I agree that we have big-government spending that fails to provide the expected safety net. Where liberals and conservatives disagree is over whether such a safety net is even possible.
Great article, Andrew. As a non-economist, I find this kind of thing very informative, especially when you include lots of links to further information. I think I finally understand what "selling short" means.
My intuition tells me a lot of the hedge fund chasers these days are marginal people who are followers and not leaders. hedge funds were the place to be late 1999 through around 2002 or 2003. People investing in hedge funds today may be fighting yesterday's battle.
A big issue in pensions is clubby, buddy-buddy underperforming pension managers. Didn't a lot of pension assets perform miserably historically compared to indexes? how does this happen? my pot of activity managed money is up close to 20% this year and i am looking for a job.
As long as hedge fund wannabes are using history as a guide: prior to year 2000, the longest period in history between average S&P 500 highs was 8 years. This means the highs from 2000 could be realized by 2008, all with very low fees and transparency through ETFs. granted, history does not always predict the future...
When pensios say 40% or so to hedge funds, we need to know the definition of a hedge fund. We also need to know the time-to-maturity of the pension liabilities. If the 40% is a bunch of not liquid stuff, and the pension needs liquid stuff, this could be a big problem.
in general, i can see why pensiosn what to diversify away from traditional bonds and stocks into stuff like real estate, commodities, private equity, venture capital, hedge funds, etc. How we define all this (what is a hedge fund and hwat is not), and regulate it, is another matter.

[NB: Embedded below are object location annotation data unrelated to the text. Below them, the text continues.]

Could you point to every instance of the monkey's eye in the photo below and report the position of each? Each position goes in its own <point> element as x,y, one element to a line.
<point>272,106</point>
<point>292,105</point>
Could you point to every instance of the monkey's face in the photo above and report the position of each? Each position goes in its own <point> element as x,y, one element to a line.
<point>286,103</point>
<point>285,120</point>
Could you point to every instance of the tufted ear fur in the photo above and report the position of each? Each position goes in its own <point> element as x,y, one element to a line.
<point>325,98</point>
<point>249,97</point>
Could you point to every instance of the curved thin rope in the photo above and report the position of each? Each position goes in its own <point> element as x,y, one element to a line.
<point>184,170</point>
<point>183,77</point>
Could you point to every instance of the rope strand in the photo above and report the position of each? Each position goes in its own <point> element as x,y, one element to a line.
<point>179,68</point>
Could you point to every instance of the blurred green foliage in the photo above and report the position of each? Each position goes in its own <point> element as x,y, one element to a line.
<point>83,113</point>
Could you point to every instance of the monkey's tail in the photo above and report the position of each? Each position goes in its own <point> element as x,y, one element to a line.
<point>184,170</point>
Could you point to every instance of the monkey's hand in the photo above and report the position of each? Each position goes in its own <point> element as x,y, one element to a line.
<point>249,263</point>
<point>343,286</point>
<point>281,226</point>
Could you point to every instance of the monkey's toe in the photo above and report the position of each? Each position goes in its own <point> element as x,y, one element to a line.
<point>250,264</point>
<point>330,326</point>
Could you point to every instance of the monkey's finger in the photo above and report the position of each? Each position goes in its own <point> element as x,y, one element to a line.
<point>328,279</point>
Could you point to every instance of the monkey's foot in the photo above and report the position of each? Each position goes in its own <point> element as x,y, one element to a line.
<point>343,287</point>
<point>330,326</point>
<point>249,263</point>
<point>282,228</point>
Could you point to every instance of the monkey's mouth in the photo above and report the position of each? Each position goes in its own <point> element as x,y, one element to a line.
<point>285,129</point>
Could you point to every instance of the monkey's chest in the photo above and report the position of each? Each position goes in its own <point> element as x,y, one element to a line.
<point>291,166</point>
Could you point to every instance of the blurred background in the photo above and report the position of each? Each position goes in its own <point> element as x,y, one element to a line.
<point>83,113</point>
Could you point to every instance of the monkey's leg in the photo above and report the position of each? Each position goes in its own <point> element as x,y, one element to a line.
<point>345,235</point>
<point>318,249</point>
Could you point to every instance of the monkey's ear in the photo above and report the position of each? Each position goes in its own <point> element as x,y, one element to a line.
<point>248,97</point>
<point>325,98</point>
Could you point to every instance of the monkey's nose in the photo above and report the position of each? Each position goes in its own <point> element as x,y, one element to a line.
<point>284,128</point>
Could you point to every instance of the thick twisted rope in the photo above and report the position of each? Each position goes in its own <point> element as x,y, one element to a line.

one more: even though i said there were a lot of chasers and followers in hedge funds, there are still probably some sincere, authentic people whose time was right to enter hedge funds around 2004 and 2005. Congratulations to them.
You might read Absolute Returns, a book that gives a good overview of the universe and history of hedge funds.
I do not think markets are all that efficient to people who are born smart, work hard, and have education and experiences.
longest period between average S&P highs post WWII-
Bush and Greenspan seem to be a lot more active and interventionist in the eoncomy than Hoover. (Spending big $ and lowering itnerest rates a lot)
What do you think?
"Americans need pensions they can take with them from job to job": goodness me, I didn't know you couldn't. Mrs Thatcher freed us on this: when you move jobs, you can transfer the value of your pension from your old employer's scheme to your new one. The valuation might or might not be generous, but at least you have the option.
Arun
When you say "reflect risk profile", do you mean time-to-maturity of unfunded liabilities, or do you mean volatility of portfolio, or both?
How about following XOM in the next couple years as a bellwether...
http://www.forbes.com/personalfinance/2005/07/07/pensions-ibm-hp-cz_bc_0707pensions.html
Bernard Condon, July 7, 2005, Forbes.com
Pensions That Bear Mention
hope the link works - otherwise it is still free via google search.
And who do you think is going to pay the full economic costs of the continuing tragedy of db pensions? It's be retirees and current workers, no?